El indignante accionar salió a la luz luego de que la empresa reportara graves demoras en el pago de las prendas del curso.
Un escándalo envuelve a la Escuela N° 103 de la localidad de Fontana, Chaco, luego de que una madre delegada admitiera haber desviado los fondos destinados a los buzos de egresados de sexto grado para saldar gastos personales.
El conflicto salió a la luz por una advertencia de la empresa proveedora de la indumentaria, la cual trabajaba bajo un esquema de pago en cinco cuotas mensuales que abarcaba a seis cursos del establecimiento. La condición de la firma era clara: la entrega de las prendas estaba sujeta a que la totalidad de los grupos tuviera sus cuentas al día.

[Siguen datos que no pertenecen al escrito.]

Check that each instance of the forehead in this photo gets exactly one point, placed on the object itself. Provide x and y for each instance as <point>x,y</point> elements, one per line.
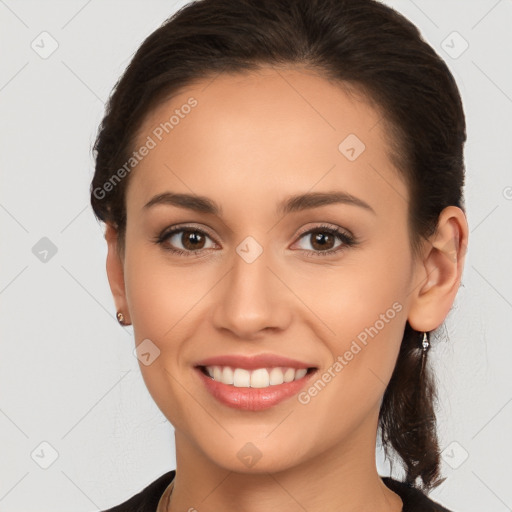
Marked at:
<point>265,133</point>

La alarma saltó al detectarse graves demoras en los depósitos de 6º D: al auditar la documentación presentada por la delegada de ese curso, los demás padres descubrieron que los recibos estaban adulterados. La mujer utilizaba números de comprobantes pertenecientes a los pagos de otros grados para fraguar las entregas y ocultar el faltante.
Con un costo de $125.000 pesos por estudiante y un curso compuesto por 24 alumnos, el monto desviado roza los 3 millones de pesos. A la pérdida del dinero se suma una complicación contractual: la empresa estipula un recargo del 35% por mora, cláusula que ahora amenaza con encarecer la deuda para las familias de los seis cursos involucrados.
Frente a la presión de los tutores, que se autoconvocaron en la Plaza Tacuarí para exigir respuestas, la mujer reconoció la situación públicamente. “Admití mi error, necesitaba pagar otras cosas”, argumentó, al tiempo que prometió buscar alternativas para saldar la deuda con la empresa y restituir los fondos.